Graphiques à l'appui, Gustave Savourey détaille les deux types de réactions qui permettent de résister momentanément au froid. La première est la vasoconstriction périphérique cutanée : une modification de la circulation sanguine qui dérive le sang chaud vers le tronc et protège les organes nobles en sacrifiant la périphérie. Alors que la température du cœur, du cerveau, des poumons, du foie reste à 37 °C, celle de la peau baisse fortement : de 33°, température de confort, à 20° en moyenne pour les cobayes de Grenoble et jusqu'à 4° au niveau des pieds. En dessous de ce seuil, le sacrifice des extrémités se traduit par des gelures.

La seconde réaction de défense est l'activité musculaire. Elle peut être volontaire - ceux qui ont battu la semelle le savent. Ou involontaire et désordonnée : c'est le frisson, qui permet de produire de la chaleur au prix d'une forte dépense d'énergie. " Les premières bouffées de frisson réchauffent vraiment et procurent une sensation étrange, inconnue pour le quidam, poursuit Gustave Savourey. Mais, ensuite, l'acide lactique provoque fatigue et crampes."

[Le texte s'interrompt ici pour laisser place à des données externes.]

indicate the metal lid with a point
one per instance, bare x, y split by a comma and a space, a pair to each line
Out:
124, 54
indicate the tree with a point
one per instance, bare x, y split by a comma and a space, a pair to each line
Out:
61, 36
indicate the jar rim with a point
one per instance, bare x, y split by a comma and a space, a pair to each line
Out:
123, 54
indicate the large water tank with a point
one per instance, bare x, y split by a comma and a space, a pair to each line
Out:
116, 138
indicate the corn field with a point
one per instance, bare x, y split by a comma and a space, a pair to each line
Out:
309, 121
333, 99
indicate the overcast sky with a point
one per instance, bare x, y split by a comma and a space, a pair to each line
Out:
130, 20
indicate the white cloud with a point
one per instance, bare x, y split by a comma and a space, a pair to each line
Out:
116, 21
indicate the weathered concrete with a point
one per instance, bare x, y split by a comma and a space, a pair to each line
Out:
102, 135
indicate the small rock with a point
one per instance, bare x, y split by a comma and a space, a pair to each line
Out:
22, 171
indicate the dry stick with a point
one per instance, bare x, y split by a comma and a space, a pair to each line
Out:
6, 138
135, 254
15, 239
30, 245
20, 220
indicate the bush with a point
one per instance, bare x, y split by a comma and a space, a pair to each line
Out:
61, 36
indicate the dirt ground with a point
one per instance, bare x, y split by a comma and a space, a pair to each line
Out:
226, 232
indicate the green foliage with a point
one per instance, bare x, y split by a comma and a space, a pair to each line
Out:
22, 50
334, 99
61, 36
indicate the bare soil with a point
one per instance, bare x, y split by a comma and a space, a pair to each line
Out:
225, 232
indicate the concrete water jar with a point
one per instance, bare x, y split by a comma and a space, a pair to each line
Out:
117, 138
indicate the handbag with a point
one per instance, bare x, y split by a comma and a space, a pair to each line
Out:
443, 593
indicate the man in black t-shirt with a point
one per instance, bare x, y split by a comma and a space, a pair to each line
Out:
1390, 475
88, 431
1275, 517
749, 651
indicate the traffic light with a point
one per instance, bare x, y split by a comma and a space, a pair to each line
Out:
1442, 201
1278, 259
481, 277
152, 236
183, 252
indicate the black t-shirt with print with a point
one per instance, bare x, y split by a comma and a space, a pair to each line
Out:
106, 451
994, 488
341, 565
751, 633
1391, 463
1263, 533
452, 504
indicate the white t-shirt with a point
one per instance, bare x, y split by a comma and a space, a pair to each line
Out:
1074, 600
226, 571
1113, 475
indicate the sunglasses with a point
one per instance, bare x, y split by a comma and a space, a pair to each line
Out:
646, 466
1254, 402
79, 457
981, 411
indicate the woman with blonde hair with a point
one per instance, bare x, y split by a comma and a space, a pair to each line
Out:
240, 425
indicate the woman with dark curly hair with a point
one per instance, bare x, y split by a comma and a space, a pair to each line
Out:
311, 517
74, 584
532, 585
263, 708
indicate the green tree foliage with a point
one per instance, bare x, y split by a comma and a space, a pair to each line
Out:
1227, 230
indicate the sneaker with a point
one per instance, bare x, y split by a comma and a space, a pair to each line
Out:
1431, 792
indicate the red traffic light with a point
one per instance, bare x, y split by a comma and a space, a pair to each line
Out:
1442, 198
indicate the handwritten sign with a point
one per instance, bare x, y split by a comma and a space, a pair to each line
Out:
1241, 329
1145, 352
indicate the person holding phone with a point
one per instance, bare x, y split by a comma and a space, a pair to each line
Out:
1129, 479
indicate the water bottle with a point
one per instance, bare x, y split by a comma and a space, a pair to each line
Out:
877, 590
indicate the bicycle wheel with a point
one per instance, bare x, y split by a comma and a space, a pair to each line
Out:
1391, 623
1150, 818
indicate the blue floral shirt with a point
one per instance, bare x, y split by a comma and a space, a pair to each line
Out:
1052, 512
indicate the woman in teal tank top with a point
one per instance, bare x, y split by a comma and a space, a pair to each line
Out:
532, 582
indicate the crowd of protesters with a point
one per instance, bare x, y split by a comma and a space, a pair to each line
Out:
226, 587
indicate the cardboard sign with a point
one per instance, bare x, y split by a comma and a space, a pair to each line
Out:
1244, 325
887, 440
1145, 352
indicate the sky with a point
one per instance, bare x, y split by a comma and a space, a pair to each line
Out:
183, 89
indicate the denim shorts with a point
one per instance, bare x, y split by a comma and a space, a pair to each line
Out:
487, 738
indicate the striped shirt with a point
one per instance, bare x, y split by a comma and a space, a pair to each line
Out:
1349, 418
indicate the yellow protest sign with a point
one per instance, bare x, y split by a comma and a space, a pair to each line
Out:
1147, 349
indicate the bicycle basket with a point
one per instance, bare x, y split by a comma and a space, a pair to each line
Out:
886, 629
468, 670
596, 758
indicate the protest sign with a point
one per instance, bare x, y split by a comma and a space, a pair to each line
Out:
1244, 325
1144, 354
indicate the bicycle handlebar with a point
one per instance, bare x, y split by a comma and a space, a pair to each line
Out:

Ces mécanismes sont très voraces en énergie. Bientôt, le corps ne parvient plus à lutter. La température centrale commence à baisser. A 35°, c'est le début de l'hypothermie : tous les processus physiologiques (activité cellulaire, conduction nerveuse) se ralentissent. La sensation de froid fait place à la confusion, puis à l'amnésie, et enfin au coma. Mourir de froid est une mort douce.

Pour lutter contre l'hypothermie, il vaut mieux ne pas compter sur ses défenses "naturelles": soigner son équipement, garder son calme, et surtout s'abriter du vent - des randonneurs sont morts sur le GR 20, en Corse, de ne l'avoir pas su.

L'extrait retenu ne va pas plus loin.